While the banking system is healthy and resilient, turbulence in the sector could inhibit lending, spending, and growth, the Fed explained in a statement.
The committee will closely monitor incoming information and assess the implications for monetary policy, the Federal Open Market Committee (FOMC) said in a statement. In a previous declaration in March, the FOMC had said that the committee anticipates that additional policy tightening may be appropriate.
Tighter credit conditions for households and businesses are likely to weigh on economic activity, hiring, and inflation, the FOMC statement went on. The extent of these effects remains uncertain. The committee remains very vigilant about inflation risks.
However, at a subsequent press conference, Fed Chairman Jerome Powell denied that interest rate hikes will be paused because of events in recent weeks in the nation's banking system. The decision of a pause has not been taken today, Powell said.
The Fed's decision comes against a sensitive backdrop. On the one hand, the turmoil in the banking sector and the political wrangling over the US debt ceiling could weaken the economy if banks tighten credit and financial markets collapse on the possibility of the nation defaulting. For these reasons, some investors believe it would be unwise not to raise rates further, at least for now.

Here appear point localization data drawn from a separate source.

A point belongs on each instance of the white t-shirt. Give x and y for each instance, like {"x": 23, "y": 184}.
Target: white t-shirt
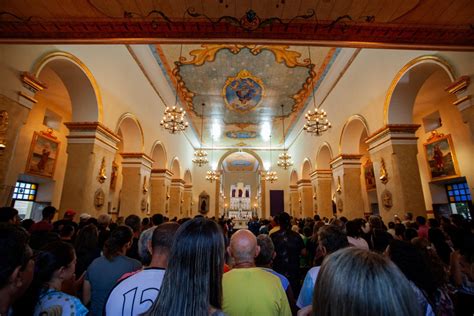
{"x": 135, "y": 294}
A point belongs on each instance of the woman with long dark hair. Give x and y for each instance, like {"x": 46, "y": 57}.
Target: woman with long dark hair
{"x": 192, "y": 284}
{"x": 55, "y": 264}
{"x": 104, "y": 271}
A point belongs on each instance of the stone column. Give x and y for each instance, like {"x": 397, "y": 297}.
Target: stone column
{"x": 305, "y": 191}
{"x": 176, "y": 198}
{"x": 136, "y": 170}
{"x": 160, "y": 181}
{"x": 294, "y": 204}
{"x": 322, "y": 181}
{"x": 399, "y": 191}
{"x": 91, "y": 151}
{"x": 346, "y": 174}
{"x": 188, "y": 200}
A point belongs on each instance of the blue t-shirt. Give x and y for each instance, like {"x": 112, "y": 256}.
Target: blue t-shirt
{"x": 102, "y": 274}
{"x": 53, "y": 302}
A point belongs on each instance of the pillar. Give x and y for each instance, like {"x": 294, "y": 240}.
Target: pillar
{"x": 294, "y": 203}
{"x": 188, "y": 200}
{"x": 176, "y": 198}
{"x": 136, "y": 170}
{"x": 322, "y": 181}
{"x": 160, "y": 181}
{"x": 91, "y": 151}
{"x": 346, "y": 175}
{"x": 401, "y": 192}
{"x": 305, "y": 191}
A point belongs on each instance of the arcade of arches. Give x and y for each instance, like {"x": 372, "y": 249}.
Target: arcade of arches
{"x": 81, "y": 123}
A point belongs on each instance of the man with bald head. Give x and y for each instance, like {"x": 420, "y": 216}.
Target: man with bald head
{"x": 248, "y": 290}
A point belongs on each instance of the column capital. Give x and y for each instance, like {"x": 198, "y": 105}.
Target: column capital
{"x": 320, "y": 174}
{"x": 92, "y": 133}
{"x": 346, "y": 161}
{"x": 137, "y": 160}
{"x": 393, "y": 134}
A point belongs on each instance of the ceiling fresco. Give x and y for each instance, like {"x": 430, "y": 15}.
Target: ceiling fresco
{"x": 240, "y": 162}
{"x": 244, "y": 86}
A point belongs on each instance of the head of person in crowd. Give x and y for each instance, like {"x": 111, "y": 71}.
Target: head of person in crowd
{"x": 192, "y": 284}
{"x": 16, "y": 265}
{"x": 243, "y": 248}
{"x": 119, "y": 242}
{"x": 377, "y": 279}
{"x": 157, "y": 219}
{"x": 9, "y": 215}
{"x": 55, "y": 264}
{"x": 133, "y": 221}
{"x": 266, "y": 253}
{"x": 103, "y": 221}
{"x": 331, "y": 238}
{"x": 412, "y": 264}
{"x": 161, "y": 242}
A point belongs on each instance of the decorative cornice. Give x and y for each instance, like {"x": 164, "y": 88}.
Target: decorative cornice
{"x": 459, "y": 85}
{"x": 392, "y": 129}
{"x": 32, "y": 83}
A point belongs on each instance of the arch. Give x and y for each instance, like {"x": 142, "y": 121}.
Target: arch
{"x": 293, "y": 177}
{"x": 158, "y": 154}
{"x": 306, "y": 169}
{"x": 324, "y": 157}
{"x": 80, "y": 83}
{"x": 400, "y": 97}
{"x": 188, "y": 179}
{"x": 176, "y": 168}
{"x": 351, "y": 134}
{"x": 130, "y": 130}
{"x": 251, "y": 152}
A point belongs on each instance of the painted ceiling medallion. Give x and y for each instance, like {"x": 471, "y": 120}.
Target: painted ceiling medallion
{"x": 243, "y": 93}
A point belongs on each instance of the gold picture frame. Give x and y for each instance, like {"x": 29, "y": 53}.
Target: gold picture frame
{"x": 43, "y": 154}
{"x": 440, "y": 157}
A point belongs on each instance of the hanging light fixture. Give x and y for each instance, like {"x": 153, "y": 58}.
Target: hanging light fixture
{"x": 316, "y": 121}
{"x": 284, "y": 159}
{"x": 200, "y": 156}
{"x": 173, "y": 118}
{"x": 271, "y": 176}
{"x": 212, "y": 175}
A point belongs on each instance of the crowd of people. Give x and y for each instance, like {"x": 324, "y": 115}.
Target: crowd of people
{"x": 202, "y": 266}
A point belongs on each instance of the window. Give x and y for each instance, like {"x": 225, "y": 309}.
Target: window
{"x": 458, "y": 193}
{"x": 25, "y": 191}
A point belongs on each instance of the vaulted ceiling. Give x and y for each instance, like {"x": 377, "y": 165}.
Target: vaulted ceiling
{"x": 243, "y": 87}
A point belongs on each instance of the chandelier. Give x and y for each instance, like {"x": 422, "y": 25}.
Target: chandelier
{"x": 200, "y": 156}
{"x": 212, "y": 175}
{"x": 316, "y": 121}
{"x": 270, "y": 176}
{"x": 284, "y": 159}
{"x": 173, "y": 118}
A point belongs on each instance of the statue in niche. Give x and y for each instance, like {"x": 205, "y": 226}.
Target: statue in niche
{"x": 99, "y": 199}
{"x": 387, "y": 200}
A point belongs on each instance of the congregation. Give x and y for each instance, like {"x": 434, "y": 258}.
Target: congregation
{"x": 203, "y": 266}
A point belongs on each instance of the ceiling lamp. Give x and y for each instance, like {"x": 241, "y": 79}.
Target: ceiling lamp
{"x": 316, "y": 121}
{"x": 200, "y": 156}
{"x": 173, "y": 118}
{"x": 284, "y": 159}
{"x": 271, "y": 176}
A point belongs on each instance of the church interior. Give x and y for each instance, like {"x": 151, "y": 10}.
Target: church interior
{"x": 237, "y": 109}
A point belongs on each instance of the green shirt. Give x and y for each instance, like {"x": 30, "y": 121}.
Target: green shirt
{"x": 253, "y": 291}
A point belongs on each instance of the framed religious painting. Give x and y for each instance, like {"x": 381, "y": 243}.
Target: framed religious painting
{"x": 43, "y": 154}
{"x": 440, "y": 157}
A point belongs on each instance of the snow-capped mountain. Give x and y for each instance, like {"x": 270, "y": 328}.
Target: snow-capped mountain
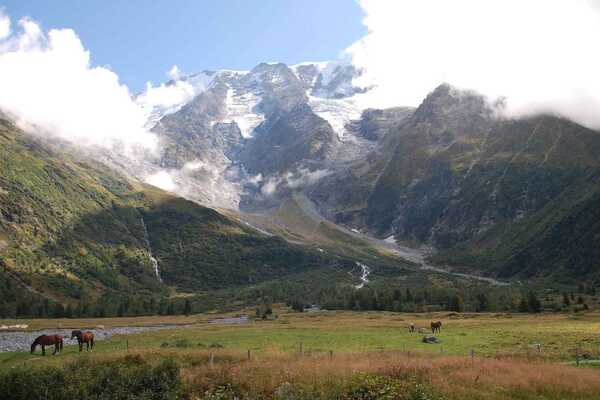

On the other hand, inflation, although easing, is still above the 2% annual target, so further rate increases risking recession are not to be ruled out. In this scenario, Powell is facing pressure from the political spectrum to stop raising rates. Democratic Senators Elizabeth Warren, Bernie Sanders, Sheldon Whitehouse, and other lawmakers Tuesday sent a letter to Powell saying that the Fed's aggressive actions were threatening to throw millions of people out of work.
While the Fed should remain flexible to incoming data as it assesses the economy's progress toward achieving lower inflation, the evidence to date suggests that progress can continue to be made without slamming the brakes on the economy and costing millions of Americans their jobs, the letter read.